Lors du dernier conseil municipal d'Uzès, les élus ont voté à la majorité contre l'adhésion à la future association de préfiguration du parc naturel régional (PNR). Un signal fort envoyé par la ville centre de l'Uzège et du futur périmètre. Toutefois, Philippe Marchesi, le président du Pôle d'équilibre territorial et rural (PETR)-qui porte le projet de parc-, s'est montré rassurant. Il a indiqué : "Est-ce qu'on peut imaginer aujourd'hui que sur les 72 communes (du périmètre), il y en ait une qui a un droit de véto sur un projet de cette taille ? Je ne vois pas le conseil régional et Mme Delga dire que si Uzès n'y va pas, on arrête tout.
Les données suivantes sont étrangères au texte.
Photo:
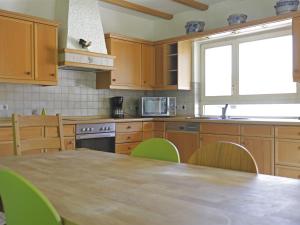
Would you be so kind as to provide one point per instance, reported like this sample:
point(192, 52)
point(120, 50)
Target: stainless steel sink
point(218, 118)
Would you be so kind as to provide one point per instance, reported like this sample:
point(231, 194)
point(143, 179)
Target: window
point(251, 73)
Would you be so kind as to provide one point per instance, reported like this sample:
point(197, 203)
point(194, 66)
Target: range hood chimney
point(81, 38)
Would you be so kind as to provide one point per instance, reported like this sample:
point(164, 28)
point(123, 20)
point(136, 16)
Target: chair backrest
point(50, 134)
point(23, 203)
point(225, 155)
point(157, 148)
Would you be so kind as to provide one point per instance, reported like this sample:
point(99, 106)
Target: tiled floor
point(2, 219)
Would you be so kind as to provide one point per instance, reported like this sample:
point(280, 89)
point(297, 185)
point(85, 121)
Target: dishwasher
point(185, 136)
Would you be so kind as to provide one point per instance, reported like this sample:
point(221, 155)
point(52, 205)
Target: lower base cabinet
point(262, 150)
point(186, 142)
point(285, 171)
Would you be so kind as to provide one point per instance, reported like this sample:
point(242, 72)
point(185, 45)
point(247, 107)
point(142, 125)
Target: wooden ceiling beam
point(140, 8)
point(193, 4)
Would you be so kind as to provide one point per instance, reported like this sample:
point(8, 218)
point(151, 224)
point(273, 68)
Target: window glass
point(218, 71)
point(265, 66)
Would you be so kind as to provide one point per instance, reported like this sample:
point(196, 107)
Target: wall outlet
point(3, 107)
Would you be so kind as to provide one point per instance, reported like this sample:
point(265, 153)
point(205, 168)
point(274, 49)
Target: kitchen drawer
point(288, 132)
point(6, 133)
point(6, 148)
point(129, 137)
point(69, 131)
point(129, 127)
point(126, 148)
point(284, 171)
point(69, 143)
point(148, 126)
point(210, 138)
point(148, 135)
point(287, 152)
point(257, 130)
point(159, 126)
point(214, 128)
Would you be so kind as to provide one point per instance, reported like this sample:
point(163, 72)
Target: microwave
point(157, 106)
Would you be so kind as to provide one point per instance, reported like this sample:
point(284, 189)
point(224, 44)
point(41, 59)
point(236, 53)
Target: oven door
point(155, 106)
point(104, 144)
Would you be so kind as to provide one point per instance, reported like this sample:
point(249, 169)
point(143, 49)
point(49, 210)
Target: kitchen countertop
point(6, 122)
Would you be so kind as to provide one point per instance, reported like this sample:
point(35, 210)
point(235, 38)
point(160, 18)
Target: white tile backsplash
point(75, 95)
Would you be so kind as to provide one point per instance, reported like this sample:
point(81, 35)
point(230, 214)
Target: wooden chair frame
point(22, 145)
point(225, 155)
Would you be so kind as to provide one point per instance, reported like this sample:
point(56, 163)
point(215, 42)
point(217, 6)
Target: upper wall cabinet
point(174, 66)
point(134, 64)
point(140, 65)
point(28, 50)
point(296, 49)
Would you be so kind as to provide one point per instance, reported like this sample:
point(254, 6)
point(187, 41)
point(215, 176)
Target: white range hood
point(80, 19)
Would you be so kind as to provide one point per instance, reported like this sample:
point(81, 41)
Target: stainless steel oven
point(99, 137)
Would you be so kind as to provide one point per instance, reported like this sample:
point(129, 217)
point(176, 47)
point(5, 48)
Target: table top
point(93, 188)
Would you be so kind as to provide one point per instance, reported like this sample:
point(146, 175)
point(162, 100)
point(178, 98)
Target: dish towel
point(2, 218)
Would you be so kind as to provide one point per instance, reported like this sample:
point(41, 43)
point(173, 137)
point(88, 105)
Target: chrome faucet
point(224, 110)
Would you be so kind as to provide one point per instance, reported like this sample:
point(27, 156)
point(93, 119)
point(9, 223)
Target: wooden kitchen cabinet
point(148, 66)
point(46, 53)
point(153, 130)
point(262, 150)
point(128, 136)
point(259, 140)
point(29, 50)
point(16, 55)
point(186, 142)
point(128, 64)
point(296, 49)
point(174, 66)
point(287, 151)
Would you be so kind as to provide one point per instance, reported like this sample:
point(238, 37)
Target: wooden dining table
point(96, 188)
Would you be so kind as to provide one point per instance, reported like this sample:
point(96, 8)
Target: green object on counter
point(23, 203)
point(157, 148)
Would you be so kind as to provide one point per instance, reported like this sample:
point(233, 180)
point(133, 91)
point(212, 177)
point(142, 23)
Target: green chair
point(23, 204)
point(157, 148)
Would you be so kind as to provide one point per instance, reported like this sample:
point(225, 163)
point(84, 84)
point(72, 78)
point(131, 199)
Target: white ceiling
point(167, 6)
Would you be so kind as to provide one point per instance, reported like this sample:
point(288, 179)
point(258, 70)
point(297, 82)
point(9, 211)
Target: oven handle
point(93, 136)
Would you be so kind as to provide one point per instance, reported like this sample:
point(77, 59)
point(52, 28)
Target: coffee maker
point(116, 105)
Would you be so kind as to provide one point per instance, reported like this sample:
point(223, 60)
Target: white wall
point(130, 25)
point(215, 16)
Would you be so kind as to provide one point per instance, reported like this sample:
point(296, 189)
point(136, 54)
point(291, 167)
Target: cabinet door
point(16, 44)
point(46, 52)
point(262, 150)
point(184, 65)
point(296, 49)
point(148, 66)
point(186, 142)
point(160, 70)
point(127, 63)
C'est impossible. (...) Le PNR ne doit pas s'arrêter parce qu'une commune a dit non."
En effet, une grande majorité des communes incluses dans le périmètre ont délibéré favorablement. C'est pourquoi, neuf maires du Pays d'Uzès (*) ont signé un communiqué de presse pour réaffirmer leur soutien au président du PETR et leur engagement dans la démarche de création de l'association de préfiguration. Ils comptent sur les élus départementaux et régionaux pour continuer à porter ce projet et le faire aboutir.
"Il paraissait incongru de dire non à une délibération qui ne vise pas à dire oui à un PNR"
Pour eux, "il paraissait incongru de dire non à une délibération qui ne vise pas à dire oui à un PNR (les communes seront interrogées sur cette question plus tard, dans 2 ou 3 ans) mais qui vise à demander la participation à la rédaction du projet de territoire (cela s’appelle une charte pour un PNR)". Ces maires ont conscience que si le projet final ne leur convient pas, "rien ne les oblige à adhérer au PNR à la fin de la rédaction de la charte", est-il indiqué dans le communiqué commun.
Les signataires se disent donc étonnés de la position du conseil municipal d'Uzès et réfutent les arguments qui ont pu être avancés par le Premier magistrat. Réfutant un PNR coûtant trop cher, les maires favorables rappellent que "les évolutions législatives récentes (2022) augmentent les dotations budgétaires notamment pour les petites communes dans des PNR." Ils y voient aussi une belle opportunités pour amener de l'ingiénerie et des moyens financiers dans leurs communes rurales qui en manquent. Ils ajoutent : "C’est aussi l’occasion de réfléchir à diminuer le nombre de "couches administratives", le PNR ayant vocation à intégrer le PETR (SCOT) et certains syndicats."
"Ce n’est pas un PNR qui bloque les projets mais plutôt le manque de cohérence dans les aménagements"
Les signataires ne pensent pas que le PNR peut être un frein dans le développement du territoire. Au contraire, "les élus que nous sommes savent que ce n’est pas un PNR qui bloque les projets mais plutôt le manque de cohérence dans les aménagements", affirment-ils. Ils comptent bien plancher sur la charte du future parc pour justement donner "de la cohérence, doter le territoire de projets de développement durable et assurer une coordination
optimale avec les services de l’État."
Enfin, ces maires de communes rurales rappellent qu'ils soutiennent globalement les projets intercommunaux entrepris à Uzès, qui est la ville centre de la CCPU (Communauté de communes du Pays d'Uzès), et aimerait en retour "que la ville d’Uzès ait la même position solidaire pour les projets à enjeux pour les communes rurales." Et de conclure : "Le projet de PNR a vocation à être un projet de développement pour l’ensemble des communes du territoire. La ville d’Uzès pourra également en tirer profit."
(*) Le communiqué de presse a été signé par les mairies de La Capelle-et-Masmolène, Bouquet, Belvezet, Aigaliers, Vallabrix, Saint-Maximin, Sanilhac-Sagriès, Collorgues et Garrigues-Sainte-Eulalie.